While that has led to fewer frustrated priorities among liberals, two of her vetoes led to two 2023 referendum drives that spun out of dissatisfaction with Central Maine Power Co. The related campaigns have dominated the $14.5 million in fundraising for ballot question efforts as of 2022’s end.
The right-to-repair question, which made the ballot on Tuesday, is a different battle between competing industries. In response to rapid changes in the automotive industry toward proprietary software in new vehicles, it would force manufacturers selling vehicles in Maine to make information available to vehicle owners and independent repair shops.
It follows a Massachusetts effort passed by a whopping 75 percent of voters in the 2020 election, although the law lingers unimplemented after a federal lawsuit from the automotive industry. Auburn-based VIP Tires and Service is a key backer of the effort, which has been almost fully funded by $1 million from a national group representing it and other repair shops.
“Automakers are increasingly using technology to try to shut out local independent car repair shops and automotive technicians from repairing the newest models of cars and trucks,” Tim Winkeler, VIP’s CEO, said in a statement.

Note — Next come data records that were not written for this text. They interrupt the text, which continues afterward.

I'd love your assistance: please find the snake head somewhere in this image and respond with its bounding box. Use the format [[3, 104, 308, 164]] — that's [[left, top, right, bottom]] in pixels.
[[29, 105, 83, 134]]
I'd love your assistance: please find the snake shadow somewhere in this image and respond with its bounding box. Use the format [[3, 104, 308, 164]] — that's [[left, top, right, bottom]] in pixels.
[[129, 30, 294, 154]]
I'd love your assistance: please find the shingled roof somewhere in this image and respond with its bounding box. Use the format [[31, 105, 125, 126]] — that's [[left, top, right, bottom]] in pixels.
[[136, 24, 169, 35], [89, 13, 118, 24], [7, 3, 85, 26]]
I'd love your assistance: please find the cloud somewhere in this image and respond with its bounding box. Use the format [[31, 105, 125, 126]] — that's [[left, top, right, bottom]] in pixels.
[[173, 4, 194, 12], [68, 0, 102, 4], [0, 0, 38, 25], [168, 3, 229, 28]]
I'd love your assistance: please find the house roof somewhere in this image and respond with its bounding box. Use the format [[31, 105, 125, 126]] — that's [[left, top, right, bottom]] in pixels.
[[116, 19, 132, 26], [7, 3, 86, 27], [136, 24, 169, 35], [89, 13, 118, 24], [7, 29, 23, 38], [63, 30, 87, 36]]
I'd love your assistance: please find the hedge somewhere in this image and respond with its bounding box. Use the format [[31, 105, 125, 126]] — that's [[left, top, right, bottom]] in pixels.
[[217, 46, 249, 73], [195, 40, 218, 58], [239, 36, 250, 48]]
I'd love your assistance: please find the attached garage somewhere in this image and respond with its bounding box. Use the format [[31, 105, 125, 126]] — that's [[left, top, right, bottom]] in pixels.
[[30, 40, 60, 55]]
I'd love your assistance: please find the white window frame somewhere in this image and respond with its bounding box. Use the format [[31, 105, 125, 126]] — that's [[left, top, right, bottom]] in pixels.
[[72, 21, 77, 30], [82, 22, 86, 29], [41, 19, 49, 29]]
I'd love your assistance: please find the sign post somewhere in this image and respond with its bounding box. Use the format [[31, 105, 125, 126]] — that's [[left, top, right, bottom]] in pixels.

The automotive industry has not begun spending in Maine yet, but it threw $25 million into the Massachusetts effort. It has fired back by saying the law is unnecessary and that repair shops want access to data in order to sell products more easily.
“Unlimited access by national aftermarket manufacturers and retailers to your vehicle telematic data is not right to repair,” the Alliance for Automotive Innovation, which represents auto manufacturers including Ford, General Motors and Toyota, said in a statement.
The right-to-repair question qualified for the ballot after Secretary of State Shenna Bellows’ office said it got nearly 75,000 valid signatures from Maine voters. The Legislature will get a chance to consider the measures later this year, but it usually sends them to the ballot.
The main CMP-linked question is the most hotly contested of the bunch. It would force billions in borrowing to fund a quasi-public takeover of the utility’s infrastructure and that of Versant Power, the state’s No. 2 electric provider. CMP’s parent fought back at that referendum by getting its own question on the ballot that would subject that borrowing to yet another vote.
Parents of the two companies poured $12.9 million into all of their political committees by the end of last year, while Our Power, the grassroots group fronted by former House Majority Leader Seth Berry, D-Bowdoinham, raised $550,000 to try to pass the utility takeover.
The battle over the $1 billion CMP corridor, which was rejected by Maine voters in 2021 and remains in limbo due to court proceedings, also prompted a fourth question on this year’s ballot that would bar companies owned by foreign governments from spending on elections here and urge Congress to ban foreign contributions in elections across the country.
It came out of the campaign over the corridor, in which CMP’s partner on the project, the provincial-owned Hydro-Quebec, spent $22.4 million to try to preserve it.
The campaign is run by state Sen. Rick Bennett, R-Oxford, who leads a political group that has raised just over $500,000 so far. Versions of both the Berry- and Bennett-led proposals were vetoed by Mills, which led them to go after the ballot initiatives.